First, you have to understand that temperature alone isn't really sufficient to discuss geology at this scale. The important bit is the relationship between temperature and pressure--or, in geo-speak, P-T Space. Each mineral is stable within a certain region in P-T space. In other regions, it's meta-stable--meaning that it's fine as long as you don't heat it up or otherwise allow crystalization to occur. Diamonds and olivine, for example, are meta-stable at surface temperatures and pressures. You can convert diamonds to graphite by heating them up (do not do this with your spouse's diamond rings). You can also accomplish this with no change in temperature, by changing the pressure the minerals are at.

This is actually pretty intuitive. Pressure cookers, for example, run on this exact principle. Steam generated by boiling water increases pressure in the pot, increasing the boiling point. Release it too fast, and you get burned badly and can die. That's why they have safety valves, to avoid that catastrophic phase change. We're really discussing the same thing here: a phase change controlled by pressure changes, only in the case of the mantle it's largely going from solid to liquid rather than liquid to gas.

Only.....it gets worse. The mantle includes materials that are gas at surface temperatures and pressures. Water, for example. Half the reason that felsic volcanoes explode while mafic volcanoes don't is that felsic magma has a lot more water in it. Basically, think of opening a soda bottle. Take the pressure off, it effervesces. In soda, this provides that pleasant tingle. In molten rock, this results in flinging molten shards of rock all over the place. Add in the water from the oceans (remember, 75%+ of the planet is covered in them, so odds are if the OP's scenario happens it'll be in the water) and it gets more fun.

So ignoring the fact that the impacter will be largely vaporized during the impact, simply opening the mantle to surface temperatures and pressures would result in a catastrophic explosion due to an extremely rapid phase change and effervescence from out-gassing. The result wouldn't be a basaltic lava flow, but a giant gaping hole in the crust. And that's leaving out the heat generated from the impact; once you add that in (and the amount of rock instantly vaporized) and this event becomes vastly more violent than the OP assumes.
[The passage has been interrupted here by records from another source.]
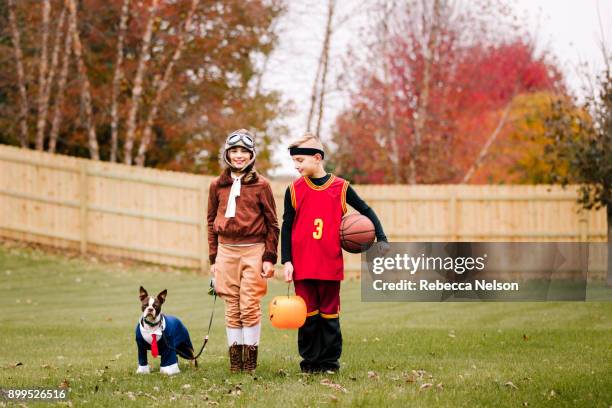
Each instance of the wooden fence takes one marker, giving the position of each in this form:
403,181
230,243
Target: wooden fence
160,216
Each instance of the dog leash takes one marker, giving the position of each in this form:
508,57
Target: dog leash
195,358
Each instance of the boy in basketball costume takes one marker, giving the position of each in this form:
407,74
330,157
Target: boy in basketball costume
311,253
The K/Pg impact released more energy than would be released if all nuclear warheads ever to exist were fired off. 10 times more energy is on the conservative side. Even assuming that the rock punched through the crust without much energy transfer (in other words, playing make-believe), you're still going to instantly boil millions of cubic MILES of rock. The phase change alone will release an amount of energy that's simply unimaginable.

 

[DeathDart]

So does this mean that if a similar flood eruption happened with different conditions present, the effects could be much less severe? And also, that even if the flood eruption didn't happen, there could still have been a big extinction (though perhaps not as big?) due to all the other factors?
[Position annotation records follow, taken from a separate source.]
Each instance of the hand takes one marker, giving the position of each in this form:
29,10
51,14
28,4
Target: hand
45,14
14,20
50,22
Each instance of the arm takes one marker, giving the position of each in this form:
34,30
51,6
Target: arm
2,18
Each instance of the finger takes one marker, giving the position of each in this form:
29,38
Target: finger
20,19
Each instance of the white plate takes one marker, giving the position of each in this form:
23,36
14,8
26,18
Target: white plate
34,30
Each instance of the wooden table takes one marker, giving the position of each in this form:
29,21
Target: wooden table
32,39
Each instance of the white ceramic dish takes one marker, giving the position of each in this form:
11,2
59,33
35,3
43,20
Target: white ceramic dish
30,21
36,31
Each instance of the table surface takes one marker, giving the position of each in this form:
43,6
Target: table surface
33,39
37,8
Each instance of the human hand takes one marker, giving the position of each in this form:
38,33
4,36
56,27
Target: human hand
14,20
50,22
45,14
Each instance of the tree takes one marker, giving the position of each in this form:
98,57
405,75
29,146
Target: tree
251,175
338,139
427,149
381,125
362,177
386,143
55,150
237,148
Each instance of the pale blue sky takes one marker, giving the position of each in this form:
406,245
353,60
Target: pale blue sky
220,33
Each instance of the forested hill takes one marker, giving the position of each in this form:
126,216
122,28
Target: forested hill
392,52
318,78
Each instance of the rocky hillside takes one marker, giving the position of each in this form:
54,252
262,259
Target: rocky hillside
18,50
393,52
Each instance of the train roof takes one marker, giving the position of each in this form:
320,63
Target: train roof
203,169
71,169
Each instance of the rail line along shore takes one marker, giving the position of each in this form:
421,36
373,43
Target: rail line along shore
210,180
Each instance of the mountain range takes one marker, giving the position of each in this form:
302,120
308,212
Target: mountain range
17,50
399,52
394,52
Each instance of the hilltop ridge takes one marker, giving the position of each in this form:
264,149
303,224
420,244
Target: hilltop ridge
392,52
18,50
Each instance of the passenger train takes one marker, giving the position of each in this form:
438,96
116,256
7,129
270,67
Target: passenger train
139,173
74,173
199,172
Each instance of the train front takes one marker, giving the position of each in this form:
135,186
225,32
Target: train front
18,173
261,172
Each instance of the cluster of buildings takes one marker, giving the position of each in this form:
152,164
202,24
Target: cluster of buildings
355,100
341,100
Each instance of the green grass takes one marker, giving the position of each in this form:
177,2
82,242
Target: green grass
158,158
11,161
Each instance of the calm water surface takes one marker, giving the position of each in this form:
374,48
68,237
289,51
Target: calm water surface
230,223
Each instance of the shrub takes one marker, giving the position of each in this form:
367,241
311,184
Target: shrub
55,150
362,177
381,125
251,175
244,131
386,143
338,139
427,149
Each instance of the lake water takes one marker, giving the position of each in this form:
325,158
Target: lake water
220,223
Mantle plumes by impact are far more likely the cause for large igneous provinces than a “true” deep mantle upwardly growing plume. The plumes that feed the midocean ridges extrude less than (a guess) 10 cubic kilometers per year. And they are spread out over thousands of miles.

Internal plumes have slow eruptions and they don’t have the concentrated energy source of the impact detonation at depth. So impacts provide the energy to heat, thin out, and eject the magma. Natural plumes are many times more thermally diffuse and have much less total energy to work with.

Terrestrial causes tend to be much milder and localized. Yellowstone doesn’t count since it is a plume.